The result is a self-contained directory ready to upload one-for-one to the S3 bucket (or to commit into the repository if the data size is small).

Usage

bash
scripts/curate-dataset.sh <slug> <filename> <download-url> <licence>
  • slug – sub-directory name (e.g. fi2010_all)
  • filename – the basename you want inside the directory (e.g. Fi2010.zip)
  • download-url – original public URL of the file
  • licence – short ID or full URL (e.g.
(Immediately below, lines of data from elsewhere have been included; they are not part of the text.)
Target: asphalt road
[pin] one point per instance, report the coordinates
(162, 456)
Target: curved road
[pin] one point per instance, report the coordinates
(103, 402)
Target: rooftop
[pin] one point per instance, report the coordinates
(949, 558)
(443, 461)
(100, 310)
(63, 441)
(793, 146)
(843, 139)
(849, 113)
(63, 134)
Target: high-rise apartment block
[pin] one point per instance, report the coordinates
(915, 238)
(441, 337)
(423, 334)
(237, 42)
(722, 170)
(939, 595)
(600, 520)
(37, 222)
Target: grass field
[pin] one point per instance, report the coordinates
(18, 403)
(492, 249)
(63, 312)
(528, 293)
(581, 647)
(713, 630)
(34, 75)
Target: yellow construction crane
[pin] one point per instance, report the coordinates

CC-BY-SA-4.0)

Example – curate the full FI-2010 limit-order-book dataset (all 10 trading days) from a Dropbox mirror:

bash
scripts/curate-dataset.sh fi2010_all Fi2010.zip \
  "https://www.dropbox.com/s/6ywf3td7zdrp1n5/Fi2010.zip?dl=1" \
  CC-BY-SA-4.0

After the script finishes you will have the following structure ready to commit or upload:

v1/fi2010_all/
 ├── Fi2010.zip          # ≈230 MB, contains day_1 … day_10
 ├── LICENSE.txt         # CC-BY-SA-4.0
 └── metadata.json       # size, sha256, provenance

You can now reference v1/fi2010_all/Fi2010.zip from tests or example code, and downstream tooling can verify the checksum.

Notes

  • The script uses curl -L --fail --retry 3, so transient network hiccups are handled automatically.
  • Re-running the script with the same arguments simply overwrites the existing files – useful when the upstream file is updated and you want to bump the checksum.
  • Only basic validation is performed; ensure that the licence you specify indeed permits redistribution.

For details on the other helper scripts, run them with -h or read the inline comments; they are mostly invoked from CI and rarely need manual execution.